Examples of vesicobullous disorders include pemphigus vulgaris (suprabasilar blister) and pemphigoid (subepidermal blister).

Vasculitic Disorders

Vasculitis is inflammation of the blood vessels. In most organs the diagnosis of vasculitis requires more than just the presence of perivascular inflammation. instead, the inflammation should permeate the wall of the blood vessel and/or be associated with damage to the wall of the blood vessel, often in the form of fibrinoid necrosis and/or swelling of the endothelial cells. However, some dermatopathologists will accept a perivascular distribution of the inflammatory infiltrate alone as sufficent to designate a process as vasculitic or vasculopathic in the skin.

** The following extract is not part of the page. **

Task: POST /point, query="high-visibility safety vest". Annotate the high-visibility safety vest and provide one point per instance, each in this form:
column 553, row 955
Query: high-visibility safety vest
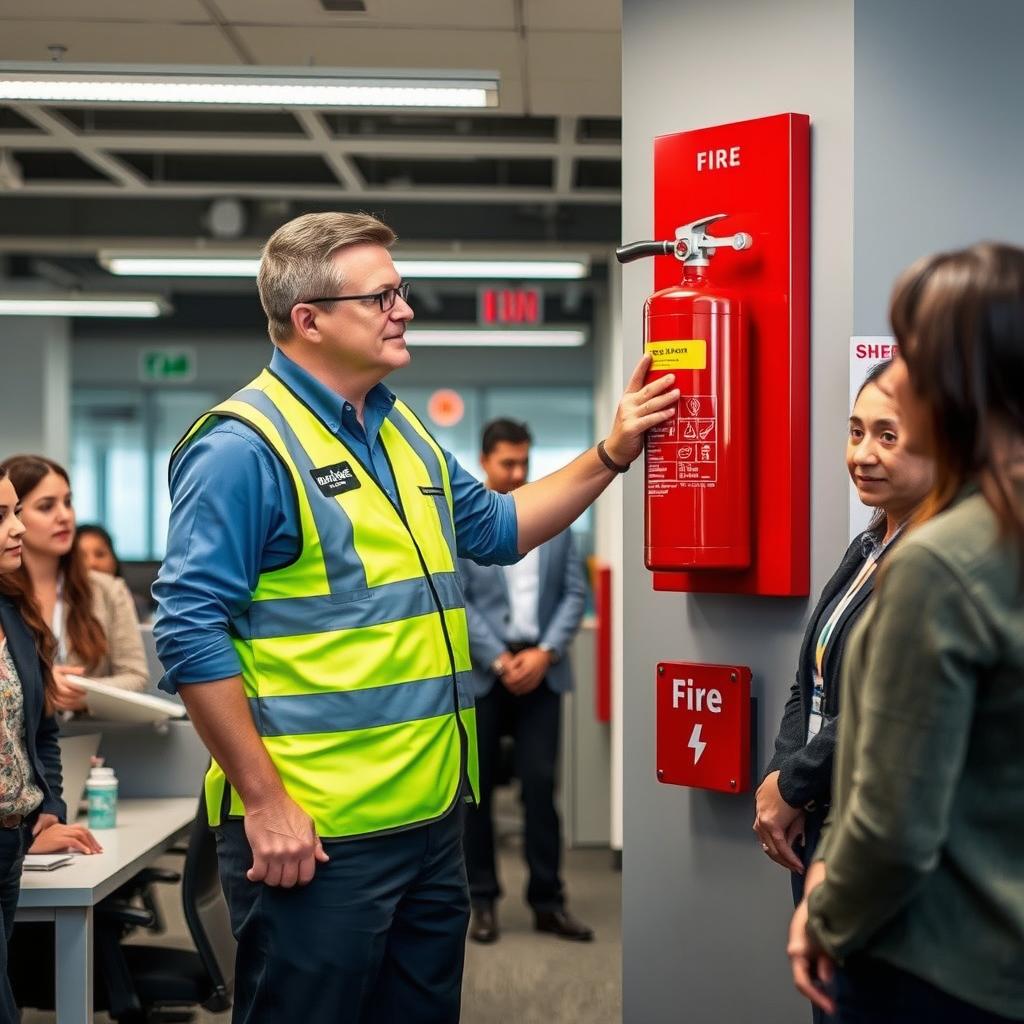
column 355, row 655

Leucocytoclasis is a particular pattern of cutaneous vasculitis in which there are multiple small dark blue dots of nuclear debris, which resemble dust, that have been released by dead white blood cells.

The urticarial conditions are considered within the category of vasculitis. Vasculitis of the skin can also be part of a systemic vasculitic disease.

Granulomatous Disorders

Granulomatous disorders of the skin feature granulomas. They may be a component of a systemic granulomatous disease like tuberculosis or sarcoidosis, or be a specific dermatological disorder, such as granuloma annulare.

Other Patterns

The above classification does not encompass all non-neoplastic diseases of the skin. Infections may not conform to any of the above patterns, while disorders of keratinisation or hair may also have features which do not fall into any of the preceding categories. The group of diseases that are grouped under the heading of panniculitis all display inflammation of the subcutaneous mature adipose tissue and as such also do not fit into the preceding system.